Covid-19 : clarifier le principe de liberté
Jean-Claude Kaufmann,sociologue, directeur de recherche honoraire au CNRS dans une tribune au Monde examine le concept de liberté individuelle par rapport au Covid. .
Tribune.
Dans de nombreux pays, et particulièrement en France avec les nouvelles manifestations du samedi, des oppositionnels se regroupent autour d’un slogan clair et mobilisateur : la défense de la liberté, supposée menacée par la montée d’un autoritarisme étatique, voire, pour certains, d’une dictature sanitaire. « J’ai le droit de ne pas me faire vacciner, c’est ma liberté ! »
Face à cette importante minorité ancrée dans ses convictions, médecins, scientifiques, journalistes ou politiques, malgré la solidité quasi irréfutable des arguments en faveur du vaccin, non seulement ne parviennent pas à convaincre ceux qui ne veulent rien entendre, mais de plus sont eux-mêmes envahis par un malaise qui rend parfois leurs propos hésitants. Car il n’est jamais aisé de prendre position contre la liberté individuelle dans une société qui l’inscrit comme un principe fondateur.
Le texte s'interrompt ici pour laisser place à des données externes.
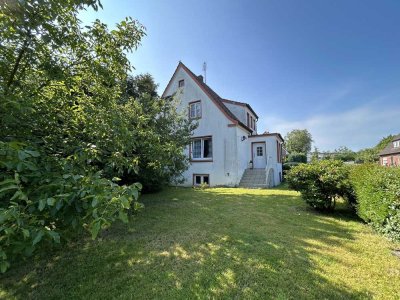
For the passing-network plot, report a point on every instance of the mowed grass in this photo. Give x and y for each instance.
(218, 243)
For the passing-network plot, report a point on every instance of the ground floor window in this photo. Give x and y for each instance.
(199, 179)
(201, 148)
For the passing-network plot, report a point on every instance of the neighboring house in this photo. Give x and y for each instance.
(225, 149)
(390, 156)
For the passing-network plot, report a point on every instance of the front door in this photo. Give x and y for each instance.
(259, 156)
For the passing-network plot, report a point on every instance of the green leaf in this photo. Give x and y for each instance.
(11, 187)
(51, 201)
(25, 232)
(125, 202)
(135, 193)
(55, 236)
(22, 155)
(42, 204)
(38, 237)
(6, 181)
(32, 153)
(94, 202)
(95, 228)
(4, 265)
(123, 216)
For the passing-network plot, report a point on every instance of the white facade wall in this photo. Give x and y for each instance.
(231, 145)
(223, 169)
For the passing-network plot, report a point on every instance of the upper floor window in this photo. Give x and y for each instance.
(202, 148)
(195, 110)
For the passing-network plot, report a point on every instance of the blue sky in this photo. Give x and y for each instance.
(332, 67)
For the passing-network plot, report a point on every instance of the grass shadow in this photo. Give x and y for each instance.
(212, 243)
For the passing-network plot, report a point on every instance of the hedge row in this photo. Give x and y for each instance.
(378, 197)
(372, 189)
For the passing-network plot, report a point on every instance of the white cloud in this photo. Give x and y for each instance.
(356, 128)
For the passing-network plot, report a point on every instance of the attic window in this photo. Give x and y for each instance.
(195, 110)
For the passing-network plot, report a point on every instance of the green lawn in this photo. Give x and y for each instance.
(218, 243)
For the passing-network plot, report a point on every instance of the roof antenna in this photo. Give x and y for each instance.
(205, 72)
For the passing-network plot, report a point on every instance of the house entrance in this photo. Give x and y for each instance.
(259, 155)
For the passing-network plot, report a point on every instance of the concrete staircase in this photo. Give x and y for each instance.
(254, 178)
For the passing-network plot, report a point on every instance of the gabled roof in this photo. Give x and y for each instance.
(240, 104)
(210, 93)
(389, 149)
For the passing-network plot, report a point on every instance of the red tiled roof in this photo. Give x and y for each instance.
(389, 149)
(210, 92)
(240, 104)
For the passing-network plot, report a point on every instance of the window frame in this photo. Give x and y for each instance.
(258, 153)
(195, 103)
(201, 158)
(201, 179)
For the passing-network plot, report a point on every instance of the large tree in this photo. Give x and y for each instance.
(298, 141)
(65, 134)
(163, 133)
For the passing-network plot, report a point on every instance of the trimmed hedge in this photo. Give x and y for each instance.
(297, 157)
(321, 183)
(378, 197)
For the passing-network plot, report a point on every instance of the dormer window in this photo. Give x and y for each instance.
(195, 110)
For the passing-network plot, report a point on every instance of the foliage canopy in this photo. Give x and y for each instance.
(75, 133)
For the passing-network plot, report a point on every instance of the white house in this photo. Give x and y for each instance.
(226, 149)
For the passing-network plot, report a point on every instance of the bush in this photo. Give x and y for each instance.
(321, 183)
(378, 197)
(43, 200)
(297, 157)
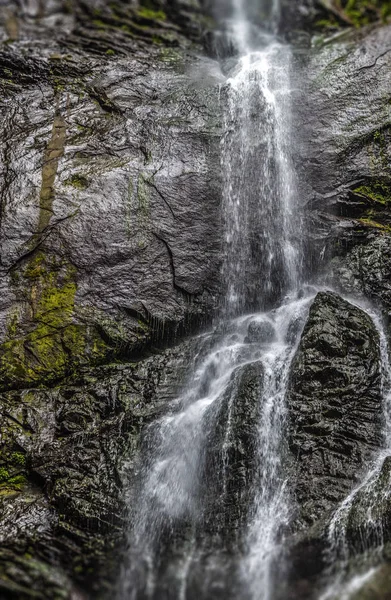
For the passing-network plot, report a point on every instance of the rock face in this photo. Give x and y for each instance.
(335, 404)
(61, 503)
(110, 180)
(343, 147)
(111, 249)
(110, 202)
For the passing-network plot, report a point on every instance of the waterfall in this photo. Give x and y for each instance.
(213, 496)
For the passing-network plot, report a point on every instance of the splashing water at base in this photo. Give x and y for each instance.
(203, 526)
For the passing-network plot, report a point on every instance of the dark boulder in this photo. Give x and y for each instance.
(335, 404)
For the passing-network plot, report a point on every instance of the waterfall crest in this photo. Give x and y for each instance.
(213, 491)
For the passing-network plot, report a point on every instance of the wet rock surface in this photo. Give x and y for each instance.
(65, 454)
(110, 198)
(111, 249)
(344, 146)
(335, 404)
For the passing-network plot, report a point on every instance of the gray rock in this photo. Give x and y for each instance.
(335, 404)
(261, 332)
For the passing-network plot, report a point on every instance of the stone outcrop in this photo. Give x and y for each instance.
(335, 403)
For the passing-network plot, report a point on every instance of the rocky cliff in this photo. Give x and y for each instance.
(110, 232)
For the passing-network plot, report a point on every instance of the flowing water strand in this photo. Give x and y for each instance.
(344, 578)
(261, 224)
(184, 495)
(272, 504)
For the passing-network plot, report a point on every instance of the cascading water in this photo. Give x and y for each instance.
(212, 498)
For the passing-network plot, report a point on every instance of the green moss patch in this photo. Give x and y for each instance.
(356, 13)
(44, 343)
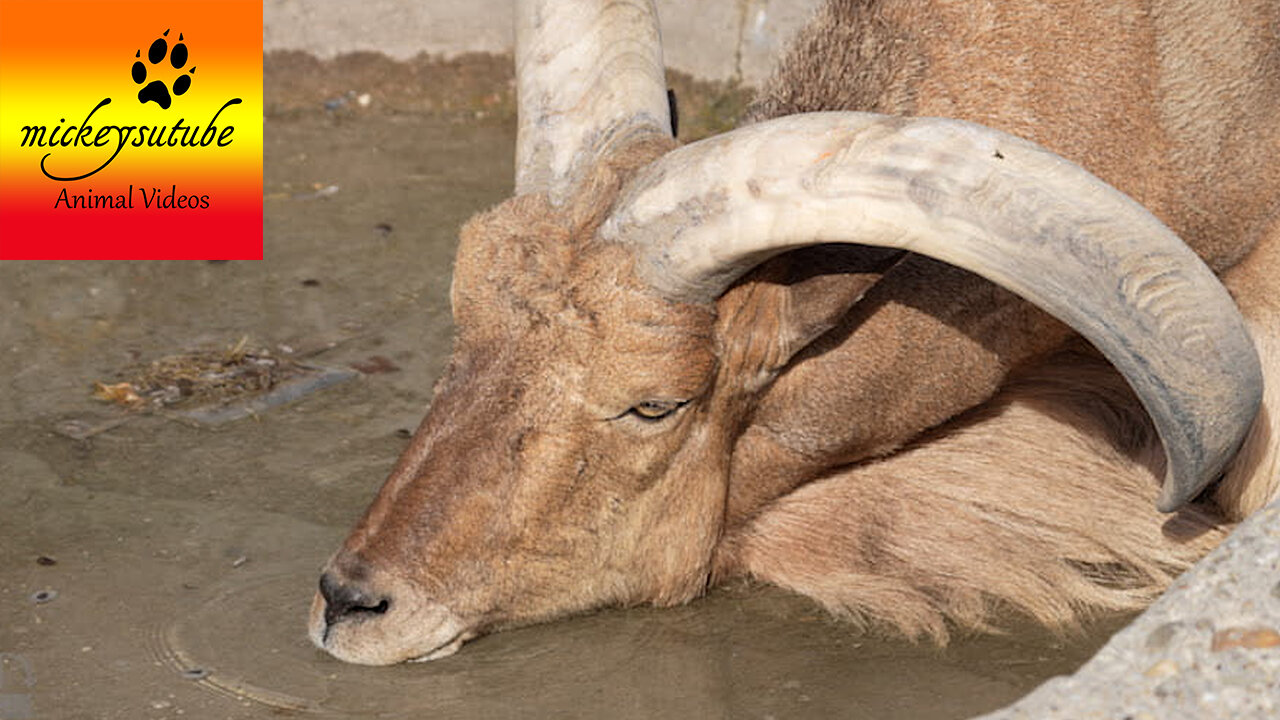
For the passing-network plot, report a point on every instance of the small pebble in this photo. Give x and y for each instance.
(1162, 669)
(1251, 638)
Il me semble essentiel de dissiper ce malaise, en faisant le clair sur la question des libertés ; nous confondons en effet beaucoup trop le principe et la réalité.
Le principe de la liberté individuelle fonde non seulement la démocratie politique, mais aussi, beaucoup plus largement, le processus de démocratisation individuelle, qui ne cesse de s’élargir : nous décidons de plus en plus par nous-mêmes et pour nous-mêmes, dans les domaines les plus divers, inventant notre propre morale et notre vérité.
Ce nouveau type de société produit à la fois un élargissement des libertés concrètes dans certains domaines et un fractionnement des communautés d’opinion qui implique paradoxalement une inexorable montée des normes et interdits de toutes sortes pour assurer les conditions du vivre-ensemble.
Il faut le dire et le répéter : dans aucune société auparavant, des limitations administratives de la liberté individuelle n’ont été aussi nombreuses qu’aujourd’hui ; qu’il s’agisse des règles d’urbanisme pour construire une maison ou des conseils très appuyés pour bien se nourrir. Et, quand la norme ne s’impose pas, quand le conseil ne se fait pas trop insistant, j’avais repéré, dans plusieurs enquêtes, la quête angoissée de ce qui était « normal » et de ce qui ne l’était pas avant d’adopter son propre comportement.
Nous sommes tellement grisés par notre sentiment d’autonomie individuelle que nous refusons de voir qu’il se déploie à l’intérieur de cadres de plus en plus contraignants, spécialement pour tout ce qui touche à la santé ou en cas de crise (ce que nous sommes en train de vivre résumant les deux). Les mesures disciplinaires actuelles n’ont donc rien de surprenant ; elles s’intègrent dans un irrépressible mouvement historique.